6. Read the walk-forward panel

Below the per-bar XS IC plot, a new panel appears: walk-forward xs IC. Same horizon tab strip at the top.

What you should see: - Dim horizontal at 0 — no-signal baseline. - Muted horizontal at the full-sample IC — your headline number, for comparison. - Rolling line — colored by the full-sample t-stat bucket. - Per-window dots — each colored by that window's own t-stat bucket. Clusters of green dots = the signal was actually working in that period; dim clusters = the line was meaningless even when the headline says "signal". - Trend-slope badge in the header — green / red / "~0 (no consistent trend)" depending on OLS slope + R². - Hover any point for the window's date range, IC mean, t-stat, and observation count.

7. Read the verdict

Three patterns to look for:

You see The factor is…
Dots mostly green across all years, slope ~0 Stable — the headline IC is real and persistent.
Green dots cluster early then turn dim/amber, slope red Decaying — used to work; market has adapted.
Dots flip green ↔ dim in alternating regimes Regime-dependent — useful only with a regime filter.

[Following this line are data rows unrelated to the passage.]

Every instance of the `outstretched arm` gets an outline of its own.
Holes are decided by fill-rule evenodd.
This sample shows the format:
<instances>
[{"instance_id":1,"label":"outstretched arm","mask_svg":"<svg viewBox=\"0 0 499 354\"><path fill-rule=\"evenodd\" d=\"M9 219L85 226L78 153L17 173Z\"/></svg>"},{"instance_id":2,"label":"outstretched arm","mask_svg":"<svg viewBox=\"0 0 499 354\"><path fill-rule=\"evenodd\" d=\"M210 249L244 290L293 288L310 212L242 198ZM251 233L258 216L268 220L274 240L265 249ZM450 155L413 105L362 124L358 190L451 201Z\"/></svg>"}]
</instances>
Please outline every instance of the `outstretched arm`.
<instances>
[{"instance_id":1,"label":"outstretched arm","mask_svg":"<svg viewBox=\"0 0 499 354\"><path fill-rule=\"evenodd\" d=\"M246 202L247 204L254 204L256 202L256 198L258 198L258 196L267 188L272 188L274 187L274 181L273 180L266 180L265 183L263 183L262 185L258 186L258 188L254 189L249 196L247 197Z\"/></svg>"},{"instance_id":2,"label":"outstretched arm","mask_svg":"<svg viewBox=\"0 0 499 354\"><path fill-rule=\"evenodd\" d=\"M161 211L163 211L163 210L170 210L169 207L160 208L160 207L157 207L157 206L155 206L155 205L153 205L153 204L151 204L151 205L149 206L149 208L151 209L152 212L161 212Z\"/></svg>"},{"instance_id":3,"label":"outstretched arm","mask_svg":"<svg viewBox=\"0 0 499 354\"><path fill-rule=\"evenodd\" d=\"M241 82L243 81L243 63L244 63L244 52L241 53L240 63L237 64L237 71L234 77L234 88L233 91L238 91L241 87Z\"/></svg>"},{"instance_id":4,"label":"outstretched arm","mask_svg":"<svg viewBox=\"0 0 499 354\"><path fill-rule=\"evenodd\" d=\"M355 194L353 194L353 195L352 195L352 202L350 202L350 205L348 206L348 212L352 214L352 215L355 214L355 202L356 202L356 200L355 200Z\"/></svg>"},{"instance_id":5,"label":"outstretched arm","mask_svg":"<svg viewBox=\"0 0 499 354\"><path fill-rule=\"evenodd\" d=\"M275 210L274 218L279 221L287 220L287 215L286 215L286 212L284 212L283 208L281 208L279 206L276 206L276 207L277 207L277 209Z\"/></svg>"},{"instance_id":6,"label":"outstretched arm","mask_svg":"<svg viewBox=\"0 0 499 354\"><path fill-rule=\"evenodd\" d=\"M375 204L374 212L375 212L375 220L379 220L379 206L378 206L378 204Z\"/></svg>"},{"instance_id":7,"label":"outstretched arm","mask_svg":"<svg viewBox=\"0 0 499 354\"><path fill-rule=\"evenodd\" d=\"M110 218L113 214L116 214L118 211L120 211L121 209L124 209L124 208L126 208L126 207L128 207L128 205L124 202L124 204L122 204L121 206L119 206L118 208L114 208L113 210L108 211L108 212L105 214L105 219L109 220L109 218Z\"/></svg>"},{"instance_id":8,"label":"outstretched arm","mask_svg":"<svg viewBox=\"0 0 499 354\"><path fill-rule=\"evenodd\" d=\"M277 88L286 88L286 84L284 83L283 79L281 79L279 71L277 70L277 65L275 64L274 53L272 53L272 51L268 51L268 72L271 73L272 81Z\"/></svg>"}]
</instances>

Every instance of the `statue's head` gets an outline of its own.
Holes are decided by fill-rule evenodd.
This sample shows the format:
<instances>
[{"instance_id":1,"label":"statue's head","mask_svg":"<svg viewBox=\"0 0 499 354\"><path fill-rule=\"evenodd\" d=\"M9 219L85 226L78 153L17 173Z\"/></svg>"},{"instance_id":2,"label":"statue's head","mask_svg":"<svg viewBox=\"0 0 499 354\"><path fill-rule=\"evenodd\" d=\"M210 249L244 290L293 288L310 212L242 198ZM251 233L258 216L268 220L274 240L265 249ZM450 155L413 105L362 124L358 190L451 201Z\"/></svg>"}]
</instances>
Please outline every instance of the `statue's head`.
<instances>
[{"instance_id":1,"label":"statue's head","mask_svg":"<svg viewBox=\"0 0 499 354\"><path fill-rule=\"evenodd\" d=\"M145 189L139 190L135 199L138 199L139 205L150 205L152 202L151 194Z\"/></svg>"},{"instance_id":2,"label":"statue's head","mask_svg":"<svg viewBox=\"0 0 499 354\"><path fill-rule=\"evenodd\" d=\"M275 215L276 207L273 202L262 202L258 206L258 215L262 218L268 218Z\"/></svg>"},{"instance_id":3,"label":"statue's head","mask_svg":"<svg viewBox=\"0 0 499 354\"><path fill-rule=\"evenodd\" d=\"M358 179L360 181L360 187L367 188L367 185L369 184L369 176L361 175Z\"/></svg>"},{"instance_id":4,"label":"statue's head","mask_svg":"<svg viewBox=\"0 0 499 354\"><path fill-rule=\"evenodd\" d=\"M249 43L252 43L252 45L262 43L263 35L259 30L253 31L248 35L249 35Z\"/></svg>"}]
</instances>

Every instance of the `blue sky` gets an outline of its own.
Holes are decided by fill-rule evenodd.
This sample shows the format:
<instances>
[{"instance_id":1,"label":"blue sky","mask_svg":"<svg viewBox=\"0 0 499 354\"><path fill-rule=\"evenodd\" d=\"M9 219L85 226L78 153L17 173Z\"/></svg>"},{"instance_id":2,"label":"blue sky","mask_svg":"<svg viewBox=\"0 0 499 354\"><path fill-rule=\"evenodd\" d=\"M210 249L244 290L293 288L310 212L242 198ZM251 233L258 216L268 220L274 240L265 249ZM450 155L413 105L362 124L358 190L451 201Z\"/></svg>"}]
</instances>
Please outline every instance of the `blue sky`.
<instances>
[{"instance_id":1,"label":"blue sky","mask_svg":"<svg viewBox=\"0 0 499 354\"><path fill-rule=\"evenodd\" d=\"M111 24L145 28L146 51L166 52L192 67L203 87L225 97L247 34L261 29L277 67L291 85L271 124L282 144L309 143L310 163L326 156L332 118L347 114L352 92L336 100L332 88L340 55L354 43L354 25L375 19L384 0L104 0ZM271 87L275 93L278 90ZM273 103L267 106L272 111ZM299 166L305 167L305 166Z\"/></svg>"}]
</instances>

A factor with 60+/108 windows above |t-stat| > 2 (counted from the JSON, see factor-research.md § Reading the JSON yourself) is much stronger evidence than a single full-sample t-stat = 4.

What's next

  • Add a second factor — factor("rsi_14_inv", expr = ...) — and compare them head-to-head in the F7 dropdown.
  • When you find one that clears the bar, promote it to a signal(...) and validate end-to-end (with costs) via qe_run. The reference is factor-research.md § Workflow.
  • Full grammar for .qe: qe-language.md.